How can I split an ordered set of data by a classification for purity?

65 Views Asked by At

This question relates to machine learning and the creation of decision trees.

It's been about 5 years since I've done anything related to sets (or math in general), so please forgive my lack of proper symbols, notation and vocabulary and/or rudimentary knowledge (if someone is going to do a drive-by downvote, please at least tell me why). If someone can point me at some good source material, I'll certainly go read it.

Problem Definition:

Let the set $$ K = {(x_1, y_1), (x_2,y_2)... (x_i, y_i)}$$ and be ordered by x, where x is a continuous variable and y is a classification.

Let N be the number of subsets to create.

Subsets must maintain the order of elements in the original set and divide based on the greatest purity of y.

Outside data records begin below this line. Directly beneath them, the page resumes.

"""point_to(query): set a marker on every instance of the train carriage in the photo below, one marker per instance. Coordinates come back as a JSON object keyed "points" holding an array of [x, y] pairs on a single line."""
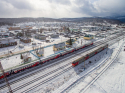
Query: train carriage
{"points": [[32, 64]]}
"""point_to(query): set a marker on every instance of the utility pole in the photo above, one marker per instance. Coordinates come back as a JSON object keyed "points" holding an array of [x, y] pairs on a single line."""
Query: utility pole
{"points": [[8, 85]]}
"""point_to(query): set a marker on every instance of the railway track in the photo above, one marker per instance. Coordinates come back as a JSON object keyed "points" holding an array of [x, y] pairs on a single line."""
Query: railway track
{"points": [[31, 88], [54, 77], [103, 70], [91, 71]]}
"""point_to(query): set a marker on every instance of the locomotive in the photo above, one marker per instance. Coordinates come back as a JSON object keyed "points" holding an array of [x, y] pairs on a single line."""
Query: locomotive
{"points": [[33, 64]]}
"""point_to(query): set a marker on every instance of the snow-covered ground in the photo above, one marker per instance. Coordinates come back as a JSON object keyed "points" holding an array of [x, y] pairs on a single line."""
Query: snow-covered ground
{"points": [[67, 78], [113, 79], [15, 60]]}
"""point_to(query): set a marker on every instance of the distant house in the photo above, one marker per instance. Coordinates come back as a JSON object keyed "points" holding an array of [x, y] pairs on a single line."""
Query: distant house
{"points": [[68, 41], [5, 42], [88, 37], [40, 36], [54, 35], [25, 40], [14, 28], [59, 46]]}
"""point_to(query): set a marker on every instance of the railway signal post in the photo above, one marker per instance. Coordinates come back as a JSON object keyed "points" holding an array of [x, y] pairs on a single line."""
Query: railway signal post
{"points": [[8, 85]]}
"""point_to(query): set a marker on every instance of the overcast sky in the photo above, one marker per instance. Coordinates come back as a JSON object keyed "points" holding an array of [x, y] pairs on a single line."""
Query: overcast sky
{"points": [[60, 8]]}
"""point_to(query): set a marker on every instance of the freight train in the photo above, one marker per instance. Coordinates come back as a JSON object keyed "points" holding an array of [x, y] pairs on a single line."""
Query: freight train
{"points": [[33, 64], [84, 57]]}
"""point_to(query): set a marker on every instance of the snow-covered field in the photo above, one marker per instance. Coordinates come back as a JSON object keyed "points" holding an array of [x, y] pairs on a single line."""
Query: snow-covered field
{"points": [[105, 84], [15, 60], [113, 79]]}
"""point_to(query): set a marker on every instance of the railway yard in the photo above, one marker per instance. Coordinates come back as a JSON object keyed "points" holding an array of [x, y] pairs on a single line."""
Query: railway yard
{"points": [[56, 74]]}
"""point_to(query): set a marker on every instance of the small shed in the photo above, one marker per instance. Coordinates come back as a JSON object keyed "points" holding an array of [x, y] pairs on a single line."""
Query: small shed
{"points": [[40, 36], [25, 40], [88, 37], [59, 46], [54, 35]]}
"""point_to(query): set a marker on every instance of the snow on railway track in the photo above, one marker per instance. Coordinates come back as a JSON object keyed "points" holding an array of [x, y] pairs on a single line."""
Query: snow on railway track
{"points": [[92, 76], [53, 75]]}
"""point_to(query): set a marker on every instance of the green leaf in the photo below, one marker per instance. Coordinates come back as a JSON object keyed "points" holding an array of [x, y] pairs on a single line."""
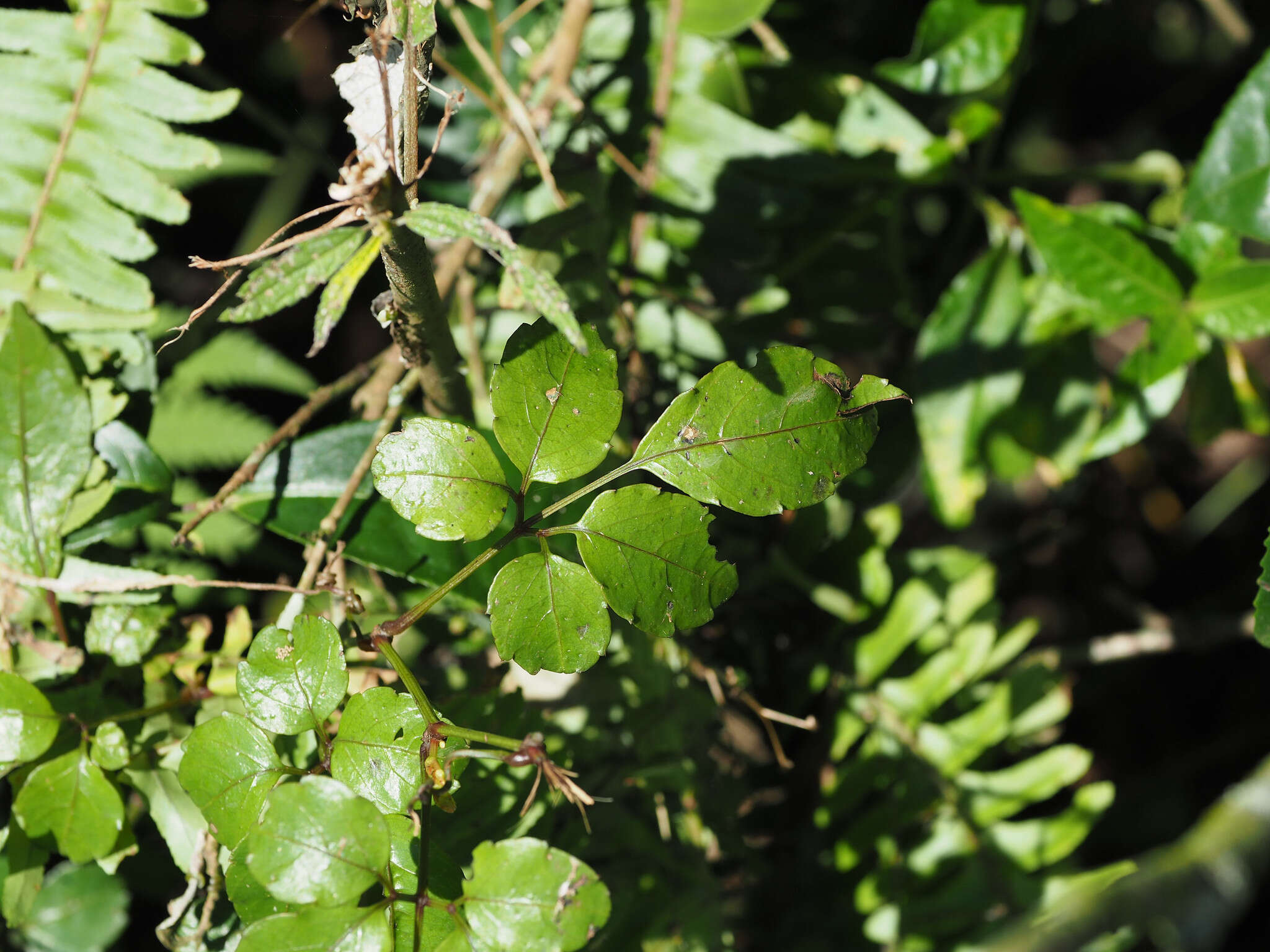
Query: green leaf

All sets in K must be present in one and only one subset.

Approach:

A) I could use a function to determine the subset's purity (ex. gini index or chi-square statistic), and use it for every combination of N subsets and select the most appropriate set of subsets. This seems needlessly computationally intensive, but would get the best answer.

B) 1. Count the total number of objects of each class type and place in a list G. ( ex. {3a, 2c, 4b, 6a, 2b, 5C} would represent a K with 22 objects in it) 2. Use a function to assess the purity of each subset at the points in list G. Basically, it's the same approach as A, but calculating it based on transition points, instead of every point (some of these transition points might have be on duplicate x values, so that could lead to some contamination).

C) It seems like there must be a way to abstract this at least one level further, so as to find the 3 subsets which, on average, are most pure.

Basically, I don't want the first set and the last set to be chosen as 2 of the sets, and then have the middle set be the rest of the data points.

Question: Is there a way to find the N sets with the highest average purity based on the data from set K?